The U.S. Coast Guard said that a second round of public Marine Board of Investigation hearings into the loss of the United States-flagged cargo vessel El Faro is scheduled to start on May 16.
The hearings, which will last until May 27, will focus on shipboard operations, cargo loading, lashing and stowage operations for the accident voyage while also examining the vessel’s analysis of stability and weather conditions forcasted and encountered. In addition, the regulatory oversight for the El Faro will be examined to determine and potential implications of that oversight on the accident voyage.
In addition, the National Transportation Safety Board, which is also conducting its own investigation, will take part in the hearings.
According to the US Coast Guard, the investigation will determine as closely as possible the factors that contributed to the accident, whether there is evidence that any act of misconduct, inattention to duty, negligence or willful violation of the law on the part of any licensed or certificated person contributed to the casualty, and whether there is evidence that any Coast Guard personnel or any other persons caused or contributed to the casualty.

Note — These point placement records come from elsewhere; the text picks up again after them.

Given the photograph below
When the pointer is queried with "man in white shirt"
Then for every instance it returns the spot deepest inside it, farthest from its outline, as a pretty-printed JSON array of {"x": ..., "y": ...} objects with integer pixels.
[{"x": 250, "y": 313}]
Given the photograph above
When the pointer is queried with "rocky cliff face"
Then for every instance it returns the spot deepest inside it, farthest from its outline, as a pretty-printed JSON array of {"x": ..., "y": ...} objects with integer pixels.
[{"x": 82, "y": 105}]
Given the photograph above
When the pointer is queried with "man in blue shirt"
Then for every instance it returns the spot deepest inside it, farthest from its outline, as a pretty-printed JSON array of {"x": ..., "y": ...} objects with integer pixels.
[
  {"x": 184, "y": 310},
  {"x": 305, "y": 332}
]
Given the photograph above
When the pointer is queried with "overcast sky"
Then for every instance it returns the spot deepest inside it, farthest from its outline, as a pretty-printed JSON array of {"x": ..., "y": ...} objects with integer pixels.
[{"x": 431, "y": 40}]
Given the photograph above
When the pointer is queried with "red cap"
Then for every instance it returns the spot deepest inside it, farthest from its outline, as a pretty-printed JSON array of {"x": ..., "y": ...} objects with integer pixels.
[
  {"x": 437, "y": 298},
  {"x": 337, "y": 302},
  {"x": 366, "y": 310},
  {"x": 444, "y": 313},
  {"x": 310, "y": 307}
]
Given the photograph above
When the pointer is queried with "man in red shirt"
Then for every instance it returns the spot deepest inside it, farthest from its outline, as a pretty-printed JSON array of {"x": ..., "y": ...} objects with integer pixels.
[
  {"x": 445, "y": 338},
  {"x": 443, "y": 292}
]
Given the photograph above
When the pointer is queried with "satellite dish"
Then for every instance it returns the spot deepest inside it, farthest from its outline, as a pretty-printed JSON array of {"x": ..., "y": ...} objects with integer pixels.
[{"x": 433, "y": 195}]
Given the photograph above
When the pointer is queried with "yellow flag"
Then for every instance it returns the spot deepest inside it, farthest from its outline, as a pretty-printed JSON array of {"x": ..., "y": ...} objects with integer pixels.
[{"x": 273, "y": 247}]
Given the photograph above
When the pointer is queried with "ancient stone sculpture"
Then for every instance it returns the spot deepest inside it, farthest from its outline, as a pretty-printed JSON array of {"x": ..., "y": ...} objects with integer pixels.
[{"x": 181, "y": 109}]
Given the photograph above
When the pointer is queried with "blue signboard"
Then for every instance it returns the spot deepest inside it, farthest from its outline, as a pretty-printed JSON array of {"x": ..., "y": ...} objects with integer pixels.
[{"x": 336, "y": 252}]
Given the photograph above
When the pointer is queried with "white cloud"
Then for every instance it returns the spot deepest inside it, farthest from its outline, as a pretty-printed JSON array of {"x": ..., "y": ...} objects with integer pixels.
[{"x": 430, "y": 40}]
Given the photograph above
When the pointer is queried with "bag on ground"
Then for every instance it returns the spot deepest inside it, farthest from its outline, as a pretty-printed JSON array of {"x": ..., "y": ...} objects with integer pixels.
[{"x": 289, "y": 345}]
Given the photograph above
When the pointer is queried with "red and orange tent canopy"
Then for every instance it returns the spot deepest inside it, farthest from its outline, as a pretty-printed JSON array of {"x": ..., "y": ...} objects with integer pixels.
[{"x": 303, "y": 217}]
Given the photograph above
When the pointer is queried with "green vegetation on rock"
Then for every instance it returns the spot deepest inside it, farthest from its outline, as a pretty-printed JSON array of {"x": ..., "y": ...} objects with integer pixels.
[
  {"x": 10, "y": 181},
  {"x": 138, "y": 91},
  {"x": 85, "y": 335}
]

The USCG further said that the third hearing will examine additional elements of the investigation including crew witnesses, TOTE company officials and contents of the El Faro’s voyage data recorder (VDR) if it can be recovered and analyzed.
The date for the third round of hearings is yet to be determined.
The announcement follows the discovery of the voyage data recorder (VDR) belonging to the ill-fated cargo ship El Faro in 15,000 feet of water, about 36 nautical miles northeast of Acklins and Crooked Islands, Bahamas.
The cargo ship sank on October 1, 2015, during Hurricane Joaquin while sailing from Florida to Puerto Rico, taking all 33 crewmembers with it.